Ljungan virus (LV) is a picornavirus related to human parechoviruses (HPeV). The virus has been found in bank voles (Myodes glareolus) and several other rodent species, and suggested to have zoonotic potential. Thus far, seroepidemiological data on LV infections in humans are scarce. In this study, we aimed to characterize the demographic and geographical distribution of LV-reactive antibodies in Finland, and to investigate its occurrence in patients suspected of having a rodent-borne disease, nephropathia epidemica (NE) caused by Puumala hantavirus (PUUV). Using an immunofluorescence assay (LV strain 145SLG), we screened human sera (n = 1378) and found LV-reactive antibodies in 36% of samples. The probability of possessing LV-reactive antibodies peaked at age of 14 years, suggesting that most infections occur in childhood. The prevalence of LV-reactive antibodies was significantly higher in the urbanized area surrounding Helsinki than in more rural Central Finland. These findings are uncharacteristic of a rodent-borne pathogen, and therefore we consider human-to-human transmission of one or several Ljungan-like viruses as a likely cause for most of the observed antibody responses.

Type
Original Papers
Copyright
Copyright © Cambridge University Press 2015 

INTRODUCTION

Ljungan virus (LV; currently also known as Parechovirus B; genus Parechovirus, family Picornaviridae) [Reference Niklasson1, Reference Knowles, King, Adams, Carstens and Lefkowitz2] is considered a rodent-borne virus, since it has thus far been isolated from the bank vole (Myodes glareolus) in Europe [Reference Niklasson1] and two other vole species of subfamily Arvicolinae in North America [Reference Tolf3Reference Johansson5]. LV RNA has been detected in several rodent species of the Muridae family [Reference Niklasson6Reference Salisbury9]. Besides LV, the genus Parechovirus includes the human parechoviruses (HPeVs) consisting of 16 currently known genotypes [Reference Knowles, King, Adams, Carstens and Lefkowitz2]. Several HPeV types are highly prevalent in humans and more than 90% of adults have had HPeV infection [Reference Harvala10, Reference Westerhuis11]. Some HPeVs have also been detected in non-human primates and swine [Reference Shan12Reference Oberste14]. Interestingly, HPeV4 strains detected in humans and swine in Bolivia [Reference Nix13] lacked an RGD motif found in VP1 carboxyl-termini of all other HPeV4s, and had instead a variant carboxyl-terminal end (17 amino acids). This finding resembles characteristics of LV, as the RGD motif is lacking and LV has a variant carboxyl-terminal end (43 amino acids long) [Reference Joffret15]. Recently, two new species of Parechovirus, the Sebokele virus 1 isolated from the African wood mouse (Hylomyscus sp.) [Reference Smits16], and the ferret parechovirus [Reference Johansson17] have been suggested.

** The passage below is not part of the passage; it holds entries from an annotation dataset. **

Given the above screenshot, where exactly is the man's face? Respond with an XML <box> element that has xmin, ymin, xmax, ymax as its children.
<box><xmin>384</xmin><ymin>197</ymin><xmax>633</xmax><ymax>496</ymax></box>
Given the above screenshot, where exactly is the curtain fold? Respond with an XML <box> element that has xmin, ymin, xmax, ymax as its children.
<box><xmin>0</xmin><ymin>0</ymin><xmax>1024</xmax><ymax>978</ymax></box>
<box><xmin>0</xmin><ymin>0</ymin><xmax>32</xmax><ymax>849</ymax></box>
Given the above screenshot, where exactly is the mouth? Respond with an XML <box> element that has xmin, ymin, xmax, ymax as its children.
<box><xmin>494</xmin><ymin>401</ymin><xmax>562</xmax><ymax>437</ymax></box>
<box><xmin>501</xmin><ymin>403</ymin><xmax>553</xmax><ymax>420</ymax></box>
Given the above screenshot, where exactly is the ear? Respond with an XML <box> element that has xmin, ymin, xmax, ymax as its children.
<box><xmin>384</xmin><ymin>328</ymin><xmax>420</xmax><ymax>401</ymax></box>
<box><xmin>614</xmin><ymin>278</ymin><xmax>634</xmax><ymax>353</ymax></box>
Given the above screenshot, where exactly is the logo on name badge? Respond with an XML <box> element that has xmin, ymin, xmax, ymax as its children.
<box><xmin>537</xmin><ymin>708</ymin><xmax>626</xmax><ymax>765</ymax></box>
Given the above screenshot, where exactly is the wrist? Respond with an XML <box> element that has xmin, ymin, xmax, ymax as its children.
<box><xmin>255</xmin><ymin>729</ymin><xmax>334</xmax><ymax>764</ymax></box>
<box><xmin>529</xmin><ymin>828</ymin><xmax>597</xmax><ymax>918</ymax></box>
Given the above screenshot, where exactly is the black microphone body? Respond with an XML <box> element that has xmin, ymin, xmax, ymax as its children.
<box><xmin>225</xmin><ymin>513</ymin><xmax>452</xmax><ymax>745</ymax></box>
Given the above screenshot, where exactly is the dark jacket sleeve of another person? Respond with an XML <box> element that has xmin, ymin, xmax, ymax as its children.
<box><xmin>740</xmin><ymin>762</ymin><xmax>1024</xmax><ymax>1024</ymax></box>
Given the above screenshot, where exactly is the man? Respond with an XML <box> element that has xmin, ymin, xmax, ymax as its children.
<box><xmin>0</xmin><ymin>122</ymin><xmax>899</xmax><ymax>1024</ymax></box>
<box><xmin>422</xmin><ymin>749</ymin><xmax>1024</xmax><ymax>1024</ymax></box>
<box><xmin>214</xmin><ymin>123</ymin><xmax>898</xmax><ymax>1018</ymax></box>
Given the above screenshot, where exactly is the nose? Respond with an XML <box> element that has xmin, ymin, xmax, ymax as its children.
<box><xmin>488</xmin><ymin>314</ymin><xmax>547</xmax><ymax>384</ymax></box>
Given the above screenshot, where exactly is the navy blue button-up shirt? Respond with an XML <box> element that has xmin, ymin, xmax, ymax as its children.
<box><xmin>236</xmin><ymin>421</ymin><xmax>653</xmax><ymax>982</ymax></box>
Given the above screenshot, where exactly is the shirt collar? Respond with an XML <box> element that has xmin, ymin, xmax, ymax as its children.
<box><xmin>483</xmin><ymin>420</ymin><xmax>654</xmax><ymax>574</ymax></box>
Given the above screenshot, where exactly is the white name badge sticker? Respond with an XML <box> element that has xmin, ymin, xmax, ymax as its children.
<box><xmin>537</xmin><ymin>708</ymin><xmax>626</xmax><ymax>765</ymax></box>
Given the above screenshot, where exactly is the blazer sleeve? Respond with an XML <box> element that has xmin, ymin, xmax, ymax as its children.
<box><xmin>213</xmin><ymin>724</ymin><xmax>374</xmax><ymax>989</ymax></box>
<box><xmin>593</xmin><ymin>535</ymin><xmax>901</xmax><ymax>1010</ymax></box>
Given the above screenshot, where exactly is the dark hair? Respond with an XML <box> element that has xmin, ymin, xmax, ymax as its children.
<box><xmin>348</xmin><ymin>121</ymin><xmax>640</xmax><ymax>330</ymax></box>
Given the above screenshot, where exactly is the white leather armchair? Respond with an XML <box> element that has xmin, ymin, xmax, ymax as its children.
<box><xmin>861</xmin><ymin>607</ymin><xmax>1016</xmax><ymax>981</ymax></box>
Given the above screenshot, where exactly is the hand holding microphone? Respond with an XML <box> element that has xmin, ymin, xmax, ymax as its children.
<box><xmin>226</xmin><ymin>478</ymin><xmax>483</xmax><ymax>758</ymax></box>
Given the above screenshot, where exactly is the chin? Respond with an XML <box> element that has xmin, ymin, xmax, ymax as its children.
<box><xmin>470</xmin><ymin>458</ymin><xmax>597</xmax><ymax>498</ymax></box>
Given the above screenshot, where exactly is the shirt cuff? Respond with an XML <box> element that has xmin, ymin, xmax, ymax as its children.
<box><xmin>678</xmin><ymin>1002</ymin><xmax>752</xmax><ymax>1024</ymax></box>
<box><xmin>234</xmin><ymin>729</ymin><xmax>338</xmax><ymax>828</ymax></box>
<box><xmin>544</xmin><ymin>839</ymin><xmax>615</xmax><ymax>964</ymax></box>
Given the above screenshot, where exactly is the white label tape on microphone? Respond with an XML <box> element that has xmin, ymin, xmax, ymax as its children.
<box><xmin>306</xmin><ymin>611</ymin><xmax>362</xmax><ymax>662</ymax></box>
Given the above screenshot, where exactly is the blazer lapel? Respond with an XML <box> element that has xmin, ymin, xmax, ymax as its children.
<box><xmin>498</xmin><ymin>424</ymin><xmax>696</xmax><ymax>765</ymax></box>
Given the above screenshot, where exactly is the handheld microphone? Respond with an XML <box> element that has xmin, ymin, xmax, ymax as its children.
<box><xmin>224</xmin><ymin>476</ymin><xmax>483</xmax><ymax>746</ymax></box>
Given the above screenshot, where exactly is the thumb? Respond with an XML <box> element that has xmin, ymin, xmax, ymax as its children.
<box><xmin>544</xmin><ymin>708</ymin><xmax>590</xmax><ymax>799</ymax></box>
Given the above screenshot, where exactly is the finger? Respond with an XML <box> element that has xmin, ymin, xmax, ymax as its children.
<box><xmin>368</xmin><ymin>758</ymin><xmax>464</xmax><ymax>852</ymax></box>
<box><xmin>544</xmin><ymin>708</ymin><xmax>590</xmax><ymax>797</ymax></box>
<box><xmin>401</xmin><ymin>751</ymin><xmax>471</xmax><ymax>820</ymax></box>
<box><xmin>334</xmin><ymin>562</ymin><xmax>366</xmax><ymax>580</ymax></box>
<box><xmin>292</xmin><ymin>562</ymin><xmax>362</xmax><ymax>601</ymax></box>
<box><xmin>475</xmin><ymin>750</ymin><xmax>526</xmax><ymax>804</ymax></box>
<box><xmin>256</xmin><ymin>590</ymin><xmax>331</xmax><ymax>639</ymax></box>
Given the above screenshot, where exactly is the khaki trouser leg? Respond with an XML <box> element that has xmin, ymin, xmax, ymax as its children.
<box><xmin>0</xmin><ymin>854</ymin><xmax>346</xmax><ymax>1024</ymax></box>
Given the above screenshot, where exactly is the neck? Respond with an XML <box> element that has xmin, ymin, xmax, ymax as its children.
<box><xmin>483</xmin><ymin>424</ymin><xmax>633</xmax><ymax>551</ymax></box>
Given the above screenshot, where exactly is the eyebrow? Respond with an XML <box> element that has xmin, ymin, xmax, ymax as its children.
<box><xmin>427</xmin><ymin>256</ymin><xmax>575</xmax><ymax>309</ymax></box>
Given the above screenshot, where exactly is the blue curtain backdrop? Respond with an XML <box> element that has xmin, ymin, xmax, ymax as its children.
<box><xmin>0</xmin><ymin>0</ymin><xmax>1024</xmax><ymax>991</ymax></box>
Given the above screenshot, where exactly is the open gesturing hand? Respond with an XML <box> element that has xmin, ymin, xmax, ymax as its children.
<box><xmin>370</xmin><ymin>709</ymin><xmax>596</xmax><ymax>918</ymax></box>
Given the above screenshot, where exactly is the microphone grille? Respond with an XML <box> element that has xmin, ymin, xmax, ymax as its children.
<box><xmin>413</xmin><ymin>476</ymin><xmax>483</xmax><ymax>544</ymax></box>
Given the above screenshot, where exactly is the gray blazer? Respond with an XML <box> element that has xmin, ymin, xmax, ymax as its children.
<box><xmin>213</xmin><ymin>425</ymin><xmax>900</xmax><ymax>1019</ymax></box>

LV infection has been suggested to be involved in intrauterine death [Reference Samsioe18], central nervous system (CNS) malformations [Reference Niklasson19], sudden infant death syndrome [Reference Niklasson20] and type 1 diabetes [Reference Niklasson21, Reference Nilsson22], but the associations remain unconfirmed. Thus far, as for virological data seroepidemiological data on LV infections in humans are also scarce: the existing two studies were restricted to children and adolescents in Southern Sweden [Reference Niklasson21, Reference Nilsson22]. In our earlier study, we established and evaluated LV-specific immunofluorescence and neutralization assays, and in a small panel of Finnish human sera detected a surprisingly high prevalence (38%) of neutralizing antibodies to LV [Reference Jääskeläinen23].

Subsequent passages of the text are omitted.